At EclipseCon 2013, L33t Labs revealed a port of SWT running on OpenGL, and used it to demonstrate an Eclipse instance with graphical effects animated by the OpenGL hardware.
The presentation was one of the most highly praised at the time, and recently, a video on YouTube has been released which demonstrates the ability to render the IDE with the affects applied:
SWT is Eclipse's widget rendering library, which can have implementations provided for a variety of different windowing systems whilst taking advantage of native rendering and compositing engines. It was created at a time when the Java-based graphics suffered poor performance and did not look like the native operating system's controls. Since then, the JavaVM and Java UI has increased in performance, and new initiatives such as Java FX have allowed Java to catch up with SWT.
Although the OpenGL example showed a lot of eye candy (including effects which would never likely be used in a real environment) there has been a shift in expectations over the last half decade. Since the release of the iPhone in 2007, the mobile industry as a whole has been focussed on not only eye candy but specifically on targeted user interface improvements that enable the user's attention to be drawn to specific locations of the code.
Many IDEs share the heritage of those created in the previous millennium; Eclipse's “Java Browsing” perspective is based on Visual Age for Java's user interface (which itself is based on Visual Age for Smalltalk, released in the 1980s). Little has changed with the UX of development environments for any of the major Java development tools over the last decade, other than minor tweaks in interface colours or underlying rendering technology changes. (For more on the history of Eclipse, see InfoQ's interview with Mike Milinkovich on the past, present and future of Eclipse .)

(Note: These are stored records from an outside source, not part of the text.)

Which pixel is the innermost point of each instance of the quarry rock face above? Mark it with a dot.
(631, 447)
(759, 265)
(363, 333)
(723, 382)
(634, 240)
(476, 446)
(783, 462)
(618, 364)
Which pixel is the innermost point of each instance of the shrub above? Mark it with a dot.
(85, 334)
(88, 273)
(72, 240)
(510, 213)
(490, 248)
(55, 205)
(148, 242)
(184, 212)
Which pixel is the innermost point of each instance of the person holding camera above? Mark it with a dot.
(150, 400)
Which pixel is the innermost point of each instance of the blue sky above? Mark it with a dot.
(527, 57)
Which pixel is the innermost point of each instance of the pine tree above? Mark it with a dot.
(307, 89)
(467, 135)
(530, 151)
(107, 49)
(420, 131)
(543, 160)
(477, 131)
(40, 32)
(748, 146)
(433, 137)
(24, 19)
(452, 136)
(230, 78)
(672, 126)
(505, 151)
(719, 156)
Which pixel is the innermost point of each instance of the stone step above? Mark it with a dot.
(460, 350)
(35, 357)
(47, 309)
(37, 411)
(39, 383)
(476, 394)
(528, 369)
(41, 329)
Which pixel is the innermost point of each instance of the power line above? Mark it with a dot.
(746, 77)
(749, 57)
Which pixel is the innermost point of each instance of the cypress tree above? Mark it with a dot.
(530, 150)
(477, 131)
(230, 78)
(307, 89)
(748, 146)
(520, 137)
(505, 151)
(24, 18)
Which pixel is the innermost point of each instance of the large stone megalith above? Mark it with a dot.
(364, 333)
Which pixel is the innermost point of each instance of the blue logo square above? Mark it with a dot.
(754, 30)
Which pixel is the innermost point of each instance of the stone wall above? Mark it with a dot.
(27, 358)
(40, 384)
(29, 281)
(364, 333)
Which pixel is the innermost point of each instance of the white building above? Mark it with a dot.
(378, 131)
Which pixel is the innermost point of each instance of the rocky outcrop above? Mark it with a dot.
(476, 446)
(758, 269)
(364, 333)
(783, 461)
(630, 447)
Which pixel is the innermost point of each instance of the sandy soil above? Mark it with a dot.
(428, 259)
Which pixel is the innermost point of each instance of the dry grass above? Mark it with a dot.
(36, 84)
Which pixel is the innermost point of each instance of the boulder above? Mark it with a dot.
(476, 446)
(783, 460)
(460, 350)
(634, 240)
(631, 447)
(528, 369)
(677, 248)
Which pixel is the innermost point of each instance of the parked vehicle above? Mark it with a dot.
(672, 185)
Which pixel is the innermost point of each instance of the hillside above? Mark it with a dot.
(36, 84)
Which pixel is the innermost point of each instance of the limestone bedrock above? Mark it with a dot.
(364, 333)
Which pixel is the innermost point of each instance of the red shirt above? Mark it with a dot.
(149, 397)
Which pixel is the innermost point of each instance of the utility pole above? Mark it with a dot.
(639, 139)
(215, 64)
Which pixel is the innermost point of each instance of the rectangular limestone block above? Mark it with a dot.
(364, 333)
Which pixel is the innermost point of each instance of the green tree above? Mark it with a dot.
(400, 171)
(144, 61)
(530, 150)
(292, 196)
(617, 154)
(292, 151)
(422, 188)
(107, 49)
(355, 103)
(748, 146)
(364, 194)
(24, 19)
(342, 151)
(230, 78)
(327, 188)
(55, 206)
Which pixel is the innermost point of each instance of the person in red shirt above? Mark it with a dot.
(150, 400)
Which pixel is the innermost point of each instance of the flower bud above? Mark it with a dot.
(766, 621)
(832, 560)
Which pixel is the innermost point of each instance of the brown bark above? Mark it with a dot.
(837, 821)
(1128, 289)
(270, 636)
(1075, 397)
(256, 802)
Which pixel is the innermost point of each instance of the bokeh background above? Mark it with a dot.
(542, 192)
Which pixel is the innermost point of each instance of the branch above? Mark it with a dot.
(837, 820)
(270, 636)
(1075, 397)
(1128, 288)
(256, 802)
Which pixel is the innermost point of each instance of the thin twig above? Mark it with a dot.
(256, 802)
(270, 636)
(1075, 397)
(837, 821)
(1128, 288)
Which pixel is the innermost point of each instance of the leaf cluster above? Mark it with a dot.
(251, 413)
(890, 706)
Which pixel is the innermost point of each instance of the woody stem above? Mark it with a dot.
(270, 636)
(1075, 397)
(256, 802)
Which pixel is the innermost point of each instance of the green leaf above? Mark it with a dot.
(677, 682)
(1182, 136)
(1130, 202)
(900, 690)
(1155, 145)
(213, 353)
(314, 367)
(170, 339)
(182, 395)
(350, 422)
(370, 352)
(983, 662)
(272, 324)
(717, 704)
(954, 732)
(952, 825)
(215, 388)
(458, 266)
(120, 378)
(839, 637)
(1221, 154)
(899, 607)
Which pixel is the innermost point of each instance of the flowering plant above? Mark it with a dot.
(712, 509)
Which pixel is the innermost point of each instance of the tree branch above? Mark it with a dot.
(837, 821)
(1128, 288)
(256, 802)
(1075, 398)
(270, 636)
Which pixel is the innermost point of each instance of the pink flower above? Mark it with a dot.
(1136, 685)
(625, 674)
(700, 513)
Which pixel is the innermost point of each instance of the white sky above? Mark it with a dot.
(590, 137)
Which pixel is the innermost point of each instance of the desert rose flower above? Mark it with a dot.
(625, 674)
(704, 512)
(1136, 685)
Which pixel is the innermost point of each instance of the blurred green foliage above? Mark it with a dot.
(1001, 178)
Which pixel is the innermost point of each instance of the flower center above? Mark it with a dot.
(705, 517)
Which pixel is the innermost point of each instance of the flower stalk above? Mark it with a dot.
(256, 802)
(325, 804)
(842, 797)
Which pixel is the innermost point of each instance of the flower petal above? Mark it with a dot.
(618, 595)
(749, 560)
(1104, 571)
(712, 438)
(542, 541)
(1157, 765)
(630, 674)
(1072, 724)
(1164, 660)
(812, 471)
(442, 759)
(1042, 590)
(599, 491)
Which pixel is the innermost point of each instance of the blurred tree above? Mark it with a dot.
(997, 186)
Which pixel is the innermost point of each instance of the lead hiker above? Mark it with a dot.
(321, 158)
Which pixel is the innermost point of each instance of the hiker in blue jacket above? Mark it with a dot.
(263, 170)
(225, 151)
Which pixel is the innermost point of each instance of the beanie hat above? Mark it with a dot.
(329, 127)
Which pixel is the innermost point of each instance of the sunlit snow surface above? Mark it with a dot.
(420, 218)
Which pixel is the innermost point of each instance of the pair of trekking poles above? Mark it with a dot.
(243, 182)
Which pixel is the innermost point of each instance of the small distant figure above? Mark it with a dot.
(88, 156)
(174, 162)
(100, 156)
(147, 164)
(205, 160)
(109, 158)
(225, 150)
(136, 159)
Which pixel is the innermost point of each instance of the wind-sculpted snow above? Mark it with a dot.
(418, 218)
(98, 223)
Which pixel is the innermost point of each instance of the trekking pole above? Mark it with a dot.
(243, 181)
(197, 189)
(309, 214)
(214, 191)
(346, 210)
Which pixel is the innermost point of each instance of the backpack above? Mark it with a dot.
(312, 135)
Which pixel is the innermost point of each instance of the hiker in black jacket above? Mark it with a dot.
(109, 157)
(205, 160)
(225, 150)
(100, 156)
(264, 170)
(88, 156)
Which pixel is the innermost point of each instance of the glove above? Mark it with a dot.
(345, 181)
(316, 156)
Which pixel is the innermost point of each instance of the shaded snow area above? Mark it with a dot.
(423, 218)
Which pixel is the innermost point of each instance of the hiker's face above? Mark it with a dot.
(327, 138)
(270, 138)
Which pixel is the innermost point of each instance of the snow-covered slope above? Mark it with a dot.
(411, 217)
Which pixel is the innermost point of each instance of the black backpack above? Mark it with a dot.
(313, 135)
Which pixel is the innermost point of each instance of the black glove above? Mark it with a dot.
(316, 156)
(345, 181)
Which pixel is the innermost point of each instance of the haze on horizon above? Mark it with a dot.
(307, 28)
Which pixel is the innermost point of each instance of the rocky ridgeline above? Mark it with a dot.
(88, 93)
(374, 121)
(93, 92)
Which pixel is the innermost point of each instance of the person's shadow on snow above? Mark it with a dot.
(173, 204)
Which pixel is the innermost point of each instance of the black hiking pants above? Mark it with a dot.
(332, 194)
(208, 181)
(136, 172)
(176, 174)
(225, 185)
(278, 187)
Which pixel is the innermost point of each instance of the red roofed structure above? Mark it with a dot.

Perhaps the biggest change of development environments over the last few years has been Apple's Xcode, which introduced a new way of working with Git repositories (visualising the change history as a TimeMachine-esque effect) and the paths which could lead to a static leak:
These days, the focus of the IDE has swung to the web, with Eclipse Orion aiming to be a web-based editor. In the age of always on-line Git repositories, having an editor which only works in a browser would be an ideal way to work with code remotely. Some of this requires that the UX be reconsidered to fit in with the way in which browsers work, but provides an experimental playground for trying out new techniques and mechanisms.
Whether OpenGL as a rendering platform for an IDE remains to be seen, but the next decade is likely to bring about significant UX changes in the way that code is edited, debugged and built.